Hammer attack, thwarted speech stir more chaos
HONG KONG — Assailants with hammers attacked a protest organizer and lawmakers shouting abuse forced Hong Kong leader Carrie Lam to abandon a speech in the legislature in two dramas Wednesday that highlighted the chaos gripping the semiautonomous Chinese territory after more than four months of antigovernment unrest.
The attack on Jimmy Sham, one of the public faces of the protest movement, was reported by his Civil Human Rights Front, which has organized large demonstrations. Sham was on his way to an evening meeting in Kowloon when the four or five attackers pounced, leaving him with bloody head injuries but conscious, the Front said on its Facebook page.
It suggested the assault was politically motivated, linked “to a spreading political terror in order to threaten and inhibit the legitimate exercise of natural and legal rights.”
Earlier in the day, prodemocracy lawmakers yelling that she is “the mother of the mafia police” forced Lam to stop delivering her annual policy address, causing her to walk out of the Legislative Council.
The hostile reception marked another slap in the face for the embattled chief executive grappling with the demonstrations and accompanying violence that have undermined her leadership, wrecked trust in the police and opened festering bitterness between opponents and supporters of the protest movement.
As she started to speak, chanting lawmakers held aloft placards suggesting Lam has blood on her hands. They also used a projector to light up Lam’s face and the wall behind her with the protest movement’s key demands. One lawmaker wearing a paper mask with the face of Chinese President Xi Jinping tossed a placard as Lam walked out.

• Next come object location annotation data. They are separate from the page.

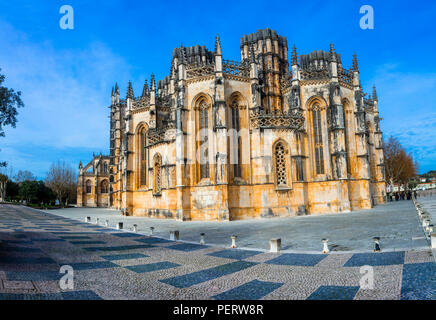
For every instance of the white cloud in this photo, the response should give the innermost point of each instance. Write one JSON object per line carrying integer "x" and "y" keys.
{"x": 66, "y": 92}
{"x": 407, "y": 105}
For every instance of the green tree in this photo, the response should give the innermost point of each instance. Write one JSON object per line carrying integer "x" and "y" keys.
{"x": 28, "y": 190}
{"x": 12, "y": 190}
{"x": 10, "y": 101}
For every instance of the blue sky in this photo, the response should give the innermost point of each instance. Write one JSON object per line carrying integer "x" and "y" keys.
{"x": 66, "y": 75}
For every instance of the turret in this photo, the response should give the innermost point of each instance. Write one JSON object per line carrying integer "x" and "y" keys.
{"x": 374, "y": 98}
{"x": 130, "y": 96}
{"x": 145, "y": 90}
{"x": 218, "y": 56}
{"x": 117, "y": 93}
{"x": 355, "y": 69}
{"x": 333, "y": 64}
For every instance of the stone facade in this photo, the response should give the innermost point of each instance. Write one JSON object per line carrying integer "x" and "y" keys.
{"x": 263, "y": 137}
{"x": 93, "y": 185}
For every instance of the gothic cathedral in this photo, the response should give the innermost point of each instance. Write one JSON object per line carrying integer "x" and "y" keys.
{"x": 225, "y": 140}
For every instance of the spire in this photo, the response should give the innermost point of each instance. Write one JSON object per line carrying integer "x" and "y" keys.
{"x": 332, "y": 52}
{"x": 252, "y": 56}
{"x": 152, "y": 83}
{"x": 294, "y": 56}
{"x": 183, "y": 54}
{"x": 355, "y": 63}
{"x": 145, "y": 90}
{"x": 218, "y": 50}
{"x": 374, "y": 94}
{"x": 130, "y": 91}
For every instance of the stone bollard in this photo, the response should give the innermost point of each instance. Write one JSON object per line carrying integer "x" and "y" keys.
{"x": 433, "y": 240}
{"x": 275, "y": 245}
{"x": 376, "y": 244}
{"x": 233, "y": 242}
{"x": 174, "y": 235}
{"x": 325, "y": 248}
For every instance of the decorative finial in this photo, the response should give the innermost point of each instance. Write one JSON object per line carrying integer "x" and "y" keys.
{"x": 355, "y": 63}
{"x": 218, "y": 50}
{"x": 294, "y": 59}
{"x": 332, "y": 52}
{"x": 145, "y": 90}
{"x": 130, "y": 91}
{"x": 152, "y": 83}
{"x": 374, "y": 94}
{"x": 252, "y": 56}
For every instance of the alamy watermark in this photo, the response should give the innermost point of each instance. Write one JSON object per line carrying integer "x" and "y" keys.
{"x": 67, "y": 20}
{"x": 367, "y": 280}
{"x": 67, "y": 280}
{"x": 367, "y": 20}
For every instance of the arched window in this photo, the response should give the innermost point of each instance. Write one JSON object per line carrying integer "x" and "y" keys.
{"x": 236, "y": 140}
{"x": 88, "y": 186}
{"x": 204, "y": 130}
{"x": 348, "y": 133}
{"x": 299, "y": 165}
{"x": 280, "y": 164}
{"x": 104, "y": 187}
{"x": 157, "y": 171}
{"x": 142, "y": 147}
{"x": 317, "y": 134}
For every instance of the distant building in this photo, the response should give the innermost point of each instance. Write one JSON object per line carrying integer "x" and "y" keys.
{"x": 224, "y": 140}
{"x": 93, "y": 183}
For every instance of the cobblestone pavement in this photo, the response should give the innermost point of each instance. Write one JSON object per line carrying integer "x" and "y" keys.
{"x": 427, "y": 199}
{"x": 396, "y": 223}
{"x": 113, "y": 264}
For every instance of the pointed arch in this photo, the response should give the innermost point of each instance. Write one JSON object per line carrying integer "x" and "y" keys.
{"x": 317, "y": 112}
{"x": 204, "y": 121}
{"x": 237, "y": 121}
{"x": 157, "y": 174}
{"x": 104, "y": 186}
{"x": 281, "y": 164}
{"x": 88, "y": 186}
{"x": 142, "y": 157}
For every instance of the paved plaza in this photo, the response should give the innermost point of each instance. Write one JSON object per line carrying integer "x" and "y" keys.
{"x": 395, "y": 223}
{"x": 114, "y": 264}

After two thwarted attempts, unable to continue through the ruckus, Lam fell back on Plan B: delivering the speech 75 minutes late by video link, standing ramrodstraight with China’s yellowstarred red flag to her right and Hong Kong’s flag on her left.
Describing the territory as going through “major crisis,” Lam said, “People are asking: Will Hong Kong return to normal?”
She appealed for its 7.5 million citizens to “cherish the city,” warning that “continued violence and spread of hatred will erode the core values of Hong Kong.”
“Hong Kong is still a very free society,” she said.